I Want Less Celebrity-Focused Christianity

I love “Ducky Dynasty.” I laugh at Uncle Si’s crazy vocabulary, how Willie cannot get his family to work, and how Phil tries to teach his grandchildren the life of the woods. They are as funny as they are insane, which is why I love watching the show and why it is a hit.

But, I don’t want the Robertson Family to be role models for the church.

I think Tim Tebow was a great college player. His successes at the University of Florida is the stuff of legends. His NFL career … not so much.

However, I do not want Tebow at the example of the ideal Christian.

If we were to take a quick glance of modern-day Christianity we would see that the Robertson Family and Tebow are the center of our faith experience. Christian bookstores are filled with references to these two cultural icons. Even more, much of their popularity can be traced to strong support within the Christian community. They are who we desire to be like. They are our role models of Christian discipleship.

I have no problem with the Robertson Family or Tebow receiving support from the Christian community because of their faith and values. My concern is that they are part of a larger problem, which is the celebrity-driven nature to our current Christian experience. We idolize famous Christians and make their lives (especially the rich and famous aspect) the epitome of Christian discipleship.

This is just a natural outflow of our celebrity-centric culture. We are obsessed with the rich and famous. We want to look like our favorite movie star, play like our favorite athlete, and sing like our favorite musician. It is, perhaps, only natural that Christians would be equally obsessed with celebrities who proclaim faith in Christ.

However, we often take this admiration for celebrity Christians to extremes by making their lives the example for all other Christians to follow. While the Robertson Family and Tebow are deeply committed Christians they should not be viewed as role models for faith. The reason is that we too often connect their financial or athletic successes with the blessings of faith. Our obsession with these two, and others like them, take us down the path of believing that those who are financially rich or successful are those blessed and loved by God. It is a posture that ignores the poor and our call to grow in the humility of Christ. Celebrity worship isn’t what the church should focus on or be about.

What I wish for is that we look to servants of faith as our role models. Servants who seek to serve Christ and love others. Servants who are busy sharing the Kingdom of God in soup kitchens, addiction groups, inner-city developments, rural missions, and so many other important areas. Servants who want for Christ to be made known in their lives and in the lives of others. Sadly, we do not hear of these servants, because our mindset is such that attention is only given to those who are famous or have made a name for themselves.

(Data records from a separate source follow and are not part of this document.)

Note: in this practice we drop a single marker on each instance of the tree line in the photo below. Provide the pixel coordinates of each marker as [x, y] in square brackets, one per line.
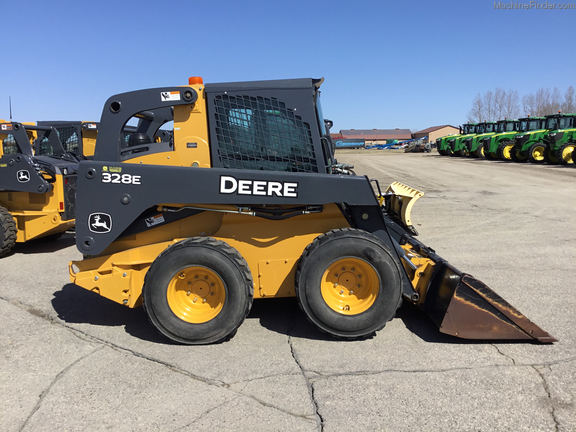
[500, 104]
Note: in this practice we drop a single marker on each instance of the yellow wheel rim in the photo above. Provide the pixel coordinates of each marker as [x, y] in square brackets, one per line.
[350, 286]
[538, 153]
[196, 294]
[567, 154]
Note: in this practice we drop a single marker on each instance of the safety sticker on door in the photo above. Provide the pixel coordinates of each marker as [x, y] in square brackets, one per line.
[100, 223]
[154, 220]
[170, 96]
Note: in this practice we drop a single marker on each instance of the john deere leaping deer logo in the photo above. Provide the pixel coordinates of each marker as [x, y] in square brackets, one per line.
[100, 223]
[23, 176]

For too long, the church in America has been fascinated with celebrity worship of Christians, whether it is the Robertson’s and Tebow or a celebrity pastor. This is not a new trend. It is not a trend that will be corrected overnight. However, it is a trend that will only be corrected when we want to become less like our favorite celebrity and more like the servants of Christ who never receive much of our attention or focus.

4 thoughts on “I Want Less Celebrity-Focused Christianity

  1. Amen. Christ is our example, our standard, our center, our Savior.

    1 Peter 2:21
    For to this you have been called, because Christ also suffered for you, leaving you an example, so that you might follow in his steps.